Advertisement

Cyber Safety Expert Visits

CORRECTION APPENDED

Cornell University Assistant Professor Sahara Byrne presented audience members with evidence suggesting that internet risk prevention strategies are most likely to be effective when they allow children to take an active role in their own protection.

Byrne, who teaches in the department of communications, spoke at the Berkman Center For Internet & Society at Harvard Law School yesterday afternoon as part of a weekly luncheon series to facilitate the discussion of pressing media issues.

Byrne presented a nationwide survey of parents and children illustrating average levels of support and opposition for various internet protection strategies.

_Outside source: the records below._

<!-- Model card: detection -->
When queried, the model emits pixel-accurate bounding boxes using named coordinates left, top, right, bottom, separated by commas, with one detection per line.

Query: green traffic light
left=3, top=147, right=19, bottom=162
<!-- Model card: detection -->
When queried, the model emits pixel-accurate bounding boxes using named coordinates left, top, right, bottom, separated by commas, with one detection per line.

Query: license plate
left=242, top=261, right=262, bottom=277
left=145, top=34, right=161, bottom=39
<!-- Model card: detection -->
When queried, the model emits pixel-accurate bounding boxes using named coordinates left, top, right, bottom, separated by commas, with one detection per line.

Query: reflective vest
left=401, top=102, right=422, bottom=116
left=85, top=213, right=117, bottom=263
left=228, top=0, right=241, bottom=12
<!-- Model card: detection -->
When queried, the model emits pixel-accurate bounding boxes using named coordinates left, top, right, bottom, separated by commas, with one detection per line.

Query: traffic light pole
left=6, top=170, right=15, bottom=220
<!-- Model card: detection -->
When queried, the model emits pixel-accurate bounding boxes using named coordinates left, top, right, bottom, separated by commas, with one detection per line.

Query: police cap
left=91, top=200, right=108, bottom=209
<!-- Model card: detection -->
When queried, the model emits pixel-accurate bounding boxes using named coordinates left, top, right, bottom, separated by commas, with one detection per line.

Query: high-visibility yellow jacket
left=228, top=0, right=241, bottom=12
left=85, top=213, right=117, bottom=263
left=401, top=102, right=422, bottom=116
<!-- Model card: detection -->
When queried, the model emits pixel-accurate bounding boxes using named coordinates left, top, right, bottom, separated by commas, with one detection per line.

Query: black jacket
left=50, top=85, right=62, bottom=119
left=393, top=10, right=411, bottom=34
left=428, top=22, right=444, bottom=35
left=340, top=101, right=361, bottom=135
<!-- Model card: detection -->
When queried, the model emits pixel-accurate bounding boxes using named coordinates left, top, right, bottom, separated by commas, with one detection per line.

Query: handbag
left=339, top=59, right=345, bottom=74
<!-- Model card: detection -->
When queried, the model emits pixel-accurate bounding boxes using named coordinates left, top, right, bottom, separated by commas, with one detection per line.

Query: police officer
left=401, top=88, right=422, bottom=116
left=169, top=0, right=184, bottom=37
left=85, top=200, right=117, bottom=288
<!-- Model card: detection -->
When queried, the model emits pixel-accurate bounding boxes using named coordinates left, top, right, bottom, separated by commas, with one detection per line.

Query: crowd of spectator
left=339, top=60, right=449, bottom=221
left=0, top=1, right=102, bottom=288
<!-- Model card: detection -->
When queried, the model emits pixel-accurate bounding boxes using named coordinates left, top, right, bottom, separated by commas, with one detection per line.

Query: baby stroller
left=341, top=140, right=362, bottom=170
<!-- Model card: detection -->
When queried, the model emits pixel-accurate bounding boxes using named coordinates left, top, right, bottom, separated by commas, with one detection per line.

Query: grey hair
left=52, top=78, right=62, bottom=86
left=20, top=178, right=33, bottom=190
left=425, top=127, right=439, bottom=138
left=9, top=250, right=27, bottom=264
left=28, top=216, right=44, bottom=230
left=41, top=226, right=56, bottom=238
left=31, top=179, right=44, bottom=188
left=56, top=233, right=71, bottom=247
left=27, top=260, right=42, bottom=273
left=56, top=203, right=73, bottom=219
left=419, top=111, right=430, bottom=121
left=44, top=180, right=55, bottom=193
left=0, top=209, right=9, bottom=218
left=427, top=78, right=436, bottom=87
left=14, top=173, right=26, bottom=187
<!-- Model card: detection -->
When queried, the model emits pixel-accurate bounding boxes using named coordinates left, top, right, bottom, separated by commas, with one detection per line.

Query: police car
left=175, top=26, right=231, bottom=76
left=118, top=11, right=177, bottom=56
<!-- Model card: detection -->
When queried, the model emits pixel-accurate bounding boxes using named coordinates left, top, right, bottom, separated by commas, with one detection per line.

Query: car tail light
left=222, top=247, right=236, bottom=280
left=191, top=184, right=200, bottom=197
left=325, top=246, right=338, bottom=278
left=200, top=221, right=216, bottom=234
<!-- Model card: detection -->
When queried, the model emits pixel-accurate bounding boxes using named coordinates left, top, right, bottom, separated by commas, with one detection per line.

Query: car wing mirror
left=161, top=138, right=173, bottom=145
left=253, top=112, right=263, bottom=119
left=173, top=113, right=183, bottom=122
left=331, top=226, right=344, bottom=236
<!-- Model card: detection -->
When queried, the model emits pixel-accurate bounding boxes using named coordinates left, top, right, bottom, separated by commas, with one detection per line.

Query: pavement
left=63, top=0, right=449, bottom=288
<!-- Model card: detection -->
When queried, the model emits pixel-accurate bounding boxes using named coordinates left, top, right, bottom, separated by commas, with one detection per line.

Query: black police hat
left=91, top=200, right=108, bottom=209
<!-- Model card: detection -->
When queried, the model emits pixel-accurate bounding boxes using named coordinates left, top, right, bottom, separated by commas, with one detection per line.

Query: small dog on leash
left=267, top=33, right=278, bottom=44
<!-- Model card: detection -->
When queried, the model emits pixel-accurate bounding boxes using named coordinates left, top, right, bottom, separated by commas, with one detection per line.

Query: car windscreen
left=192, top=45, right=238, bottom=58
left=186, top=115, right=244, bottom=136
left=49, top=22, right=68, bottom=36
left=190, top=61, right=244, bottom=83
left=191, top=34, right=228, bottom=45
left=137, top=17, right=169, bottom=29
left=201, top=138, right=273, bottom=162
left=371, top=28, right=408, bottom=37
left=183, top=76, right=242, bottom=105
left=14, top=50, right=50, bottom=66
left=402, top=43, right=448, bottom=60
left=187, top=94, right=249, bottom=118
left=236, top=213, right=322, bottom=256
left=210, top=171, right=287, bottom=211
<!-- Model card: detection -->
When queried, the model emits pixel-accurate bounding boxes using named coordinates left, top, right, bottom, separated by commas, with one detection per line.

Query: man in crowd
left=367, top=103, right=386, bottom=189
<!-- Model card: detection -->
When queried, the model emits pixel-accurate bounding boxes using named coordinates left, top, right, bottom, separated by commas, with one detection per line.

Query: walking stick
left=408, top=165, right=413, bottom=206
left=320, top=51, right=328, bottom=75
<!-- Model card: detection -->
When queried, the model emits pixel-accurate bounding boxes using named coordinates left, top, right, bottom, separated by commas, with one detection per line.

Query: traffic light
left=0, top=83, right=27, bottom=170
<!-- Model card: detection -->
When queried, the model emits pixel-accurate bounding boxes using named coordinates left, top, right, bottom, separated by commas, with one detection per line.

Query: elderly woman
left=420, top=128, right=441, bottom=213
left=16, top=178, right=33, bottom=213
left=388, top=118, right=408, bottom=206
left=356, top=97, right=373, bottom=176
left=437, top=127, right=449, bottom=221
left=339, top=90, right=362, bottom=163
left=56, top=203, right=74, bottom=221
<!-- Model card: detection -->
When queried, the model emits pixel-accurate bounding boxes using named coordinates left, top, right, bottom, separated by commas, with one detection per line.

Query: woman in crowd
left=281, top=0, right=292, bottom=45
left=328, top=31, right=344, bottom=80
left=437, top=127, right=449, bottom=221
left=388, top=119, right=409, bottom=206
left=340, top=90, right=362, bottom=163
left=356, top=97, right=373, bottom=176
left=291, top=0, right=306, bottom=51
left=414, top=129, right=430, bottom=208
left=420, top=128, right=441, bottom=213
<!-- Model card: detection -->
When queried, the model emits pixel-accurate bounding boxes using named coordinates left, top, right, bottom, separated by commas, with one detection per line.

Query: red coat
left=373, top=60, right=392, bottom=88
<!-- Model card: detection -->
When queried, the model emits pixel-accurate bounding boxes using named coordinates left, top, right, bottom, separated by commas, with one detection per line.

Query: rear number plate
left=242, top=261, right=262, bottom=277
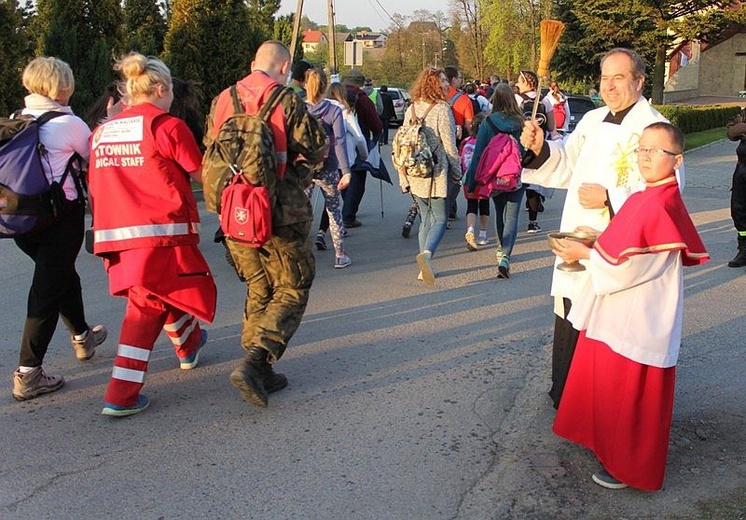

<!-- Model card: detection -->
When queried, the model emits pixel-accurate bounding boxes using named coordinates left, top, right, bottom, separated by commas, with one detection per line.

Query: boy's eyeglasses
left=635, top=148, right=680, bottom=157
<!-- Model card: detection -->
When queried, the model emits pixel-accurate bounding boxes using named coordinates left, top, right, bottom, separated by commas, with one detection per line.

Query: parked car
left=567, top=94, right=596, bottom=132
left=376, top=87, right=412, bottom=125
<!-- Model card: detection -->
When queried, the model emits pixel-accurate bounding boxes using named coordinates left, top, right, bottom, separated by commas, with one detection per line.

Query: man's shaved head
left=251, top=40, right=290, bottom=85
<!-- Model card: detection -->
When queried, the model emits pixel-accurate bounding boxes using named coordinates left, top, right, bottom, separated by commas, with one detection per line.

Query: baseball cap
left=342, top=69, right=365, bottom=87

She said that disagreements about implementation within a household are triggered by personal characteristics of the parents and children.

“An authoritarian parenting style predicts a lot of disagreements and runs the greatest risk of having a child trying to get around their parents’ strategies,” Byrne said. “Agreement on any [risk prevention] strategy is predicted by households that report pretty good communicative relationships with their children.”

Advertisement

Byrne also noted that an authoritative parenting style develops more trusting relationships between parents and children.

“[These] children would rather talk to their parents about internet safety than have a filter that watches their every move online,” Byrne said.

Byrne said that children’s values and beliefs could also predict resistance to attempts from their parents to protect them on the internet. The strategies resulting in the least amount of disagreement were the most effective because they empowered the youth to protect themselves while providing legal or academic consequences for online misconduct.

The Cyber Safety Campaign developed by Boston Public Schools requires that all teachers become Internet safety certified through i-SAFE, “a non-profit organization dedicated to protecting the online experiences of youth everywhere,” according to its Web site.

—Staff writer Barbara B. Depena can be reached at barbara.b.depena@college.harvard.edu.

CORRECTION

An earlier version of the Dec. 16 news article "Cyber Safety Expert Visits" incorrectly attributed quotes to Danah Boyd—a researcher at Microsoft Research New England and a fellow at the Berkman Center—instead of another speaker at the event. Boyd did not say that Boston has been working on a cyber-safety project with funding from Microsoft. The article has been changed to reflect this inaccuracy.